More Highways or More Telework?

Paying by the mile for our car insurance may be attractive to many Americans, particularly those who carpool or use mass transit. U.S. Rep. John Mica, who chairs the U.S. House of Representatives transportation committee, recently spoke in favor of funding roads and transportation infrastructure not with a gas tax, the method used for many decades, but possibly through a mileage-based tax system.

A system to make that type of taxation scheme possible was demonstrated during the 18th World Congress on Intelligent Transportation Systems in Orlando, Fla., Oct. 16-20 by scientists from Battelle, who based it on smart phone technology. They are testing it with 500 volunteer drivers who live in Wright County, Minn., and said their Minnesota Road Fee Test is the most extensive road user fee demonstration currently under way in the United States. The test is a project undertaken in parallel with other Connected Vehicle Programs, with Battelle's contributions including designing, building, and testing three new proprietary software applications that combine safety and mobility applications.

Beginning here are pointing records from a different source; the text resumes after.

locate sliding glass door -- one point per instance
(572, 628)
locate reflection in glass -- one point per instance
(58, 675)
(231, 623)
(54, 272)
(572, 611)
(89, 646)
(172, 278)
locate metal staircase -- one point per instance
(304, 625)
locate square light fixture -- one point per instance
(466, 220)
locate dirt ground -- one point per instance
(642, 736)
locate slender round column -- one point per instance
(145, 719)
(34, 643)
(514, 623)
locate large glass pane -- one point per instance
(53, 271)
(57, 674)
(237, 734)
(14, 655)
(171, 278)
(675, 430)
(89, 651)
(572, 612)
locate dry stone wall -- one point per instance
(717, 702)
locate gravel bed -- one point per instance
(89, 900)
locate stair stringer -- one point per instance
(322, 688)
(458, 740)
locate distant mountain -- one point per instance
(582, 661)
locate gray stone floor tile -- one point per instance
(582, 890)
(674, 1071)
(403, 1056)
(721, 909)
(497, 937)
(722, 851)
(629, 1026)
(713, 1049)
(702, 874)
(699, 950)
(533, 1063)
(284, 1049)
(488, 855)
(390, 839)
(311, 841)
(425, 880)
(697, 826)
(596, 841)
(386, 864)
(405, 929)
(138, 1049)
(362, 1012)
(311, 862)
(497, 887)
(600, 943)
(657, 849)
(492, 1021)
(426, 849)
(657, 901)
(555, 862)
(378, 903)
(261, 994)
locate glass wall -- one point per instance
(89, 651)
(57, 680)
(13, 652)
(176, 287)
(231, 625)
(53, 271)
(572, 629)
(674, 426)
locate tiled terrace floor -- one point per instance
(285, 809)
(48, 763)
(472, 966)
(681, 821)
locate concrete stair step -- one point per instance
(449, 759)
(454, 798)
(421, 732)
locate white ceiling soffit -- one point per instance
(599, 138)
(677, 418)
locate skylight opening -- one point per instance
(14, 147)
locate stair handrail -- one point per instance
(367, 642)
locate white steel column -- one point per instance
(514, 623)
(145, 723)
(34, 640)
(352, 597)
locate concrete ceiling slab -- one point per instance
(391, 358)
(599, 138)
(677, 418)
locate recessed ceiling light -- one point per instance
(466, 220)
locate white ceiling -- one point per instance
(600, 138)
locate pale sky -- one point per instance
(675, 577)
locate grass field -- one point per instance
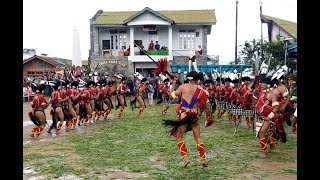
(140, 148)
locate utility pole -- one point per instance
(236, 48)
(261, 42)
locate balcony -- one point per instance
(158, 53)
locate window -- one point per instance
(187, 39)
(153, 32)
(118, 41)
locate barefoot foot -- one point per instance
(204, 163)
(263, 154)
(185, 164)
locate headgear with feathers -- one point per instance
(192, 55)
(208, 81)
(34, 87)
(263, 68)
(193, 75)
(75, 84)
(64, 83)
(163, 77)
(138, 75)
(246, 74)
(110, 83)
(279, 75)
(267, 80)
(56, 85)
(143, 80)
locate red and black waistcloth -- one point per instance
(200, 98)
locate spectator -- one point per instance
(151, 46)
(127, 52)
(199, 50)
(142, 52)
(294, 122)
(157, 46)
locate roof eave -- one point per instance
(125, 22)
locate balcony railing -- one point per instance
(158, 53)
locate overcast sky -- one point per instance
(48, 25)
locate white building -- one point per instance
(177, 31)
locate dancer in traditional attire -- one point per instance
(219, 92)
(164, 91)
(86, 107)
(69, 112)
(228, 90)
(38, 117)
(75, 98)
(236, 109)
(285, 107)
(267, 107)
(106, 96)
(192, 98)
(246, 96)
(98, 102)
(122, 91)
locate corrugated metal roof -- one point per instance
(289, 26)
(206, 16)
(84, 62)
(52, 60)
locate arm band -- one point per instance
(271, 115)
(173, 95)
(275, 104)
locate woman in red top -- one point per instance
(151, 46)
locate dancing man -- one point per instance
(267, 107)
(38, 117)
(192, 98)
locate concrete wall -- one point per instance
(161, 36)
(276, 30)
(36, 65)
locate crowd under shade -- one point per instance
(245, 78)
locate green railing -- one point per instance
(158, 52)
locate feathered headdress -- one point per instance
(138, 75)
(263, 68)
(215, 74)
(163, 77)
(280, 72)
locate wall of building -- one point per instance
(36, 65)
(276, 30)
(161, 36)
(175, 38)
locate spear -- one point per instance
(239, 121)
(162, 65)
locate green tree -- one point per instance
(272, 51)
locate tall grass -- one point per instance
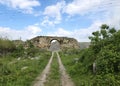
(21, 72)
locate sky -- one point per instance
(25, 19)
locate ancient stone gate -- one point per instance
(44, 42)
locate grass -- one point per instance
(75, 70)
(54, 76)
(21, 72)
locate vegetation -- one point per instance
(104, 51)
(54, 76)
(20, 66)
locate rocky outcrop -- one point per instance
(44, 42)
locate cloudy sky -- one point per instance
(26, 19)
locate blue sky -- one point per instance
(26, 19)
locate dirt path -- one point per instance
(65, 78)
(41, 79)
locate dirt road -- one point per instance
(65, 78)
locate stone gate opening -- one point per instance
(54, 45)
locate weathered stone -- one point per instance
(44, 42)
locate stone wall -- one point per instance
(44, 42)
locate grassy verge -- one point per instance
(21, 71)
(75, 69)
(54, 76)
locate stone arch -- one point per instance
(54, 39)
(44, 42)
(54, 45)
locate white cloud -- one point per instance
(26, 33)
(81, 6)
(80, 34)
(25, 6)
(53, 14)
(106, 11)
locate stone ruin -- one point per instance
(44, 42)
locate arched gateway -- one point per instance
(44, 42)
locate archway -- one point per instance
(54, 45)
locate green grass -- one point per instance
(76, 70)
(54, 76)
(21, 72)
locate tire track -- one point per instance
(41, 79)
(65, 78)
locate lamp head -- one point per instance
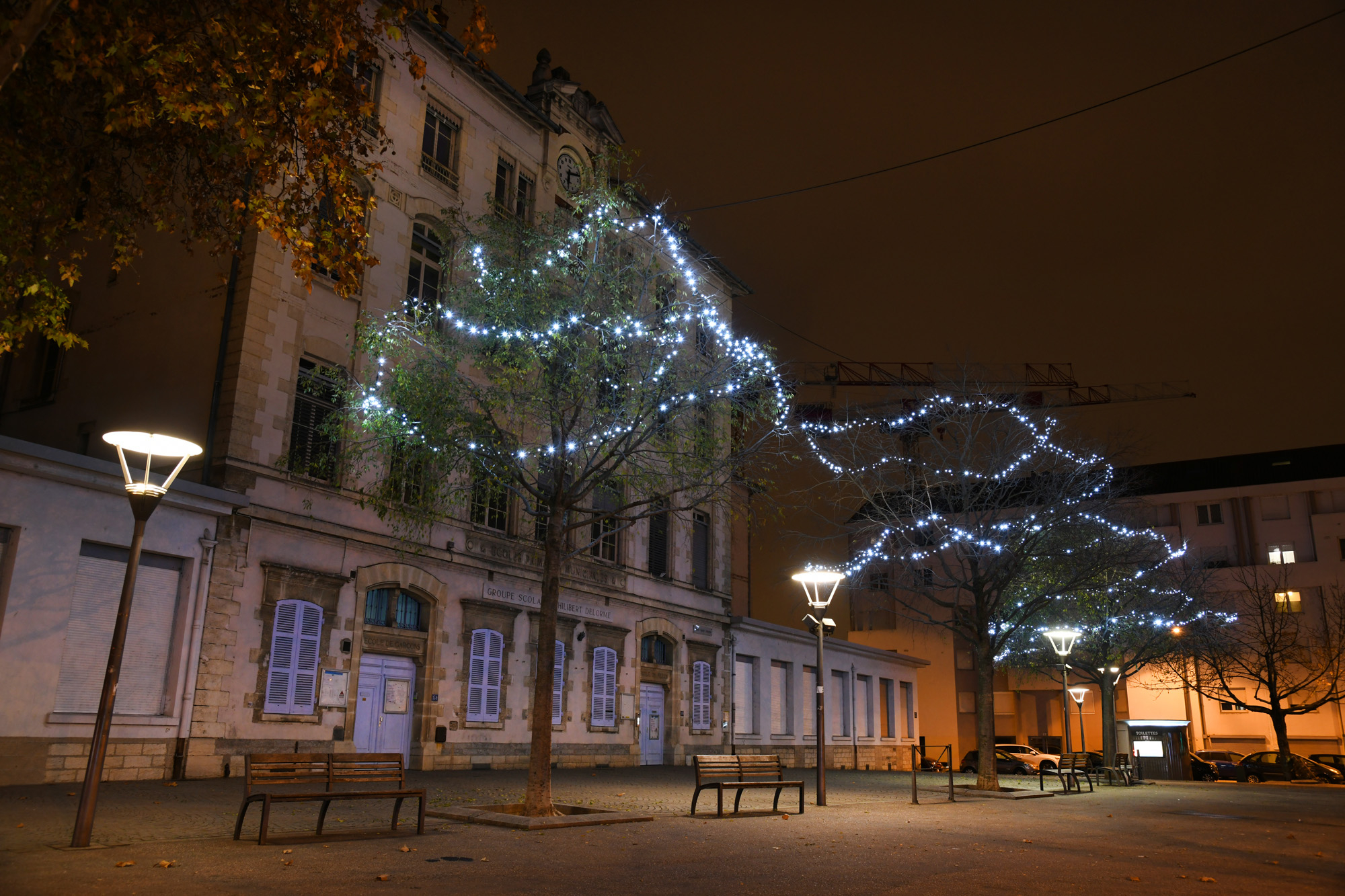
(814, 581)
(150, 444)
(1062, 639)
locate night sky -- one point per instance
(1194, 232)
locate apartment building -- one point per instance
(1233, 512)
(274, 611)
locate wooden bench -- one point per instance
(1071, 768)
(329, 770)
(1122, 768)
(742, 772)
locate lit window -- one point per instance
(1210, 514)
(1282, 553)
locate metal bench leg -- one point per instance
(239, 825)
(266, 819)
(322, 815)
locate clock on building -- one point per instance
(571, 174)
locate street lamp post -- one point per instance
(1078, 693)
(813, 584)
(1063, 641)
(145, 497)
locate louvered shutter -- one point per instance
(477, 676)
(605, 686)
(559, 684)
(701, 694)
(309, 631)
(280, 676)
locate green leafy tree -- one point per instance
(201, 119)
(578, 368)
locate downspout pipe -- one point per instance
(198, 627)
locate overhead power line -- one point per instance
(1013, 134)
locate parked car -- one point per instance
(1335, 760)
(1005, 763)
(1034, 758)
(1266, 767)
(1223, 760)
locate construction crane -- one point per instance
(1035, 385)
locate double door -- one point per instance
(385, 698)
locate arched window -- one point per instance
(396, 608)
(700, 696)
(293, 676)
(605, 688)
(484, 676)
(654, 650)
(426, 272)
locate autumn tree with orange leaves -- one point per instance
(200, 119)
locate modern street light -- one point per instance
(814, 583)
(145, 497)
(1078, 693)
(1063, 641)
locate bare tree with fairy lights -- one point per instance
(981, 516)
(578, 370)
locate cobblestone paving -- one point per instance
(141, 811)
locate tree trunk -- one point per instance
(1109, 719)
(988, 774)
(539, 801)
(1278, 720)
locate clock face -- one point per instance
(570, 171)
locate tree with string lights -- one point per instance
(579, 369)
(981, 513)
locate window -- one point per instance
(490, 501)
(93, 612)
(293, 676)
(1289, 602)
(779, 697)
(864, 705)
(1282, 553)
(605, 536)
(839, 704)
(313, 446)
(514, 192)
(744, 694)
(559, 685)
(810, 701)
(439, 147)
(701, 551)
(605, 688)
(654, 650)
(658, 555)
(396, 610)
(426, 274)
(484, 676)
(700, 696)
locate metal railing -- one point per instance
(917, 756)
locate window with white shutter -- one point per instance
(700, 696)
(293, 676)
(559, 685)
(605, 688)
(150, 634)
(484, 677)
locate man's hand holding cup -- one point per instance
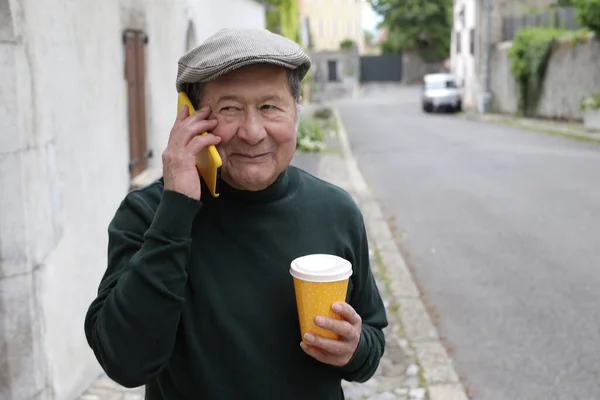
(337, 352)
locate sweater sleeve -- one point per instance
(367, 302)
(132, 323)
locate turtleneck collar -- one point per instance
(276, 191)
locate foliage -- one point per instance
(417, 25)
(591, 102)
(529, 54)
(282, 17)
(588, 14)
(310, 135)
(347, 44)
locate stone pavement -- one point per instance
(415, 365)
(559, 128)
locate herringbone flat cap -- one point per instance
(230, 49)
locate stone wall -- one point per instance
(573, 71)
(64, 164)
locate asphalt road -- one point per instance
(502, 230)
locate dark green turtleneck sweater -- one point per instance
(198, 303)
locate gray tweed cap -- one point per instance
(230, 49)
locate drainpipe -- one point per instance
(485, 98)
(488, 76)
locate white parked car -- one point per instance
(441, 92)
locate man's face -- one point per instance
(256, 122)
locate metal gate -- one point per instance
(381, 68)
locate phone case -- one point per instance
(208, 161)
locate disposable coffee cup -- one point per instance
(320, 280)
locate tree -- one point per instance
(368, 36)
(282, 18)
(423, 26)
(347, 44)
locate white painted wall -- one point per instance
(463, 64)
(63, 164)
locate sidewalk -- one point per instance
(415, 365)
(559, 128)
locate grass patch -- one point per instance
(310, 137)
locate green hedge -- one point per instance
(529, 56)
(588, 14)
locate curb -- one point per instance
(532, 125)
(442, 381)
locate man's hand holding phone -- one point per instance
(185, 141)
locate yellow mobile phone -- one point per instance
(208, 161)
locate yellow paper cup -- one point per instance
(320, 280)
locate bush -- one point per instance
(347, 44)
(591, 102)
(529, 54)
(588, 14)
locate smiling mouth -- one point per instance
(251, 156)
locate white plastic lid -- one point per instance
(321, 268)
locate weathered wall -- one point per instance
(573, 71)
(414, 68)
(348, 72)
(63, 164)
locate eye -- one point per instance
(229, 108)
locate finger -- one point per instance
(182, 114)
(186, 133)
(202, 141)
(341, 327)
(346, 311)
(316, 353)
(330, 346)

"Mileage-based user fees won't happen tomorrow, but at Battelle, we're at the forefront of researching major technological advances that may help raise the money that's necessary to keep up America's roads," said Ben Pierce, research leader in Battelle's National Security Global Business.

At the same time, Travelers Companies Inc. on Oct. 17 announced a mileage-based auto insurance product named IntelliDrive™, saying customers can receive an immediate discount up to 5 percent when they enroll and as much as an additional 20 percent at renewal, depending on how many miles they have driven. It is currently available in Illinois, Ohio, Oregon, and Virginia.

Mileage-based auto insurance will appeal to Americans who are trying to lower their annual vehicle expenses, said Elaine Baisden, vice president of Travelers Personal Insurance. "Mileage-based auto insurance is something we’ve been monitoring for some time, and IntelliDrive fits with the growing demand for an auto insurance product that is more personalized than ever," she said.

Both of these mileage-based approaches also should be powerful inducements to increase telework. If both take hold nationwide, solving the nation's transportation funding challenge might be easier and less costly than expected.